L.P.: Quelles garanties juridiques votre épouse avait-elle pour procéder à l’achat de cet immeuble ?

Kadima :   Outre Dieu en qui nous avons confiance et qui nous remettra tôt ou tard dans nos droits les plus légitimes, nous sommes heureux de la garantie que le chef de l’Etat nous accorde de par le Code Foncier qu’il a promulgué en 2003. Car, si le certificat d’enregistrement de l’ancienne propriétaire avait été frappé au verso de la mention d’un contrat de bail commercial avec construction, mon épouse n’aurait jamais libéré les fonds pour acheter un bien déjà hypothéqué et l’agence IMMOAF ne l’aurait jamais laissé faire. De même, le Conservateur des Titres Immobiliers de la Circonscription de la Lukunga n’aurait pas dressé un autre certificat d’enregistrement au nom de mon épouse au risque de se voir reprocher ce manquement grave à ses fonctions et à la loi. C’est fort de toutes ces garanties que Mme Béa KAPINGA a procédé à l’achat de cet immeuble où elle compte faire ses affaires et réserver un local pour la cellule communale  de son parti le PPRD.

L.P. : Pourquoi ses avocats n’ont-ils pas fait comparaître le conservateur des titres immobiliers de Lukunga, l’agence IMMOAF et Mme KULA Nzau pour éclairer la religion des juges ?

Kadima : Le Conservateur des Titres Immobiliers est prêt à déposer devant la justice si les juges le souhaitent et c’est ce qu’il va faire incessamment car le dossier est toujours pendant devant les cours et tribunaux. Déjà, il a déclaré devant une chaîne de télévision locale avoir établi le nouveau certificat d’enregistrement conformément à l’article 225 du Code Foncier en vigueur. En outre, les experts de l’IMMOAF vont déposer et bien entendu Mme KULA Nzau, l’ancienne propriétaire. Ce n’est qu’une partie remise.

L.P. : Que comptez-vous faire pour récupérer la jouissance de votre immeuble ?

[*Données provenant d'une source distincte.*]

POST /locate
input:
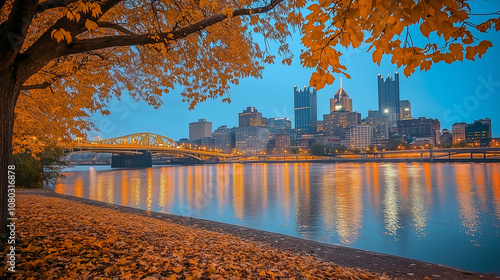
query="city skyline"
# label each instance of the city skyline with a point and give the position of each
(126, 109)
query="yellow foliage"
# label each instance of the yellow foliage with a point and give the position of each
(146, 49)
(63, 239)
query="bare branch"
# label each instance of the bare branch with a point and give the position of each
(84, 45)
(13, 30)
(115, 26)
(51, 4)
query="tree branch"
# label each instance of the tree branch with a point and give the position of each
(37, 86)
(13, 30)
(115, 26)
(84, 45)
(51, 4)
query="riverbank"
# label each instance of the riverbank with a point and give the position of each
(69, 236)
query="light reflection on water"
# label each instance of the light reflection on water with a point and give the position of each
(441, 213)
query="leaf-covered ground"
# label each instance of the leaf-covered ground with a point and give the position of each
(61, 239)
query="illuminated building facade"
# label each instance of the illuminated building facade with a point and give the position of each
(305, 110)
(388, 98)
(340, 100)
(200, 129)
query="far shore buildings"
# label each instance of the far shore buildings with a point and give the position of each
(305, 110)
(477, 133)
(421, 131)
(388, 98)
(391, 124)
(200, 129)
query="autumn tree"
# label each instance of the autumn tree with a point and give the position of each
(62, 60)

Kadima : Nous disposons de plusieurs voies de recours pour recupérer notre immeuble.  Nous sommes encore à l’étape de la sensibilisation des opérateurs économiques et des autorités administratives et politiques pour leur demander d’ouvrir les yeux face à cette nouvelle guerre économique que mène cet homme d’affaires expatrié sur la base des documents faux et violant la loi foncière. Pour cela, nous avons saisi les autorités politiques et administratives sur ce danger qui guette les affaires en RDC et qui risque de décourager les opérateurs économiques nationaux dès lors que sur la base d’un faux contrat de bail commercial avec construction non signalé sur un titre de propriété, M. Hussein DAKHALAH va se taper des bénéfices plantureux pour construire l’économie de son pays au détriment du trésor public congolais.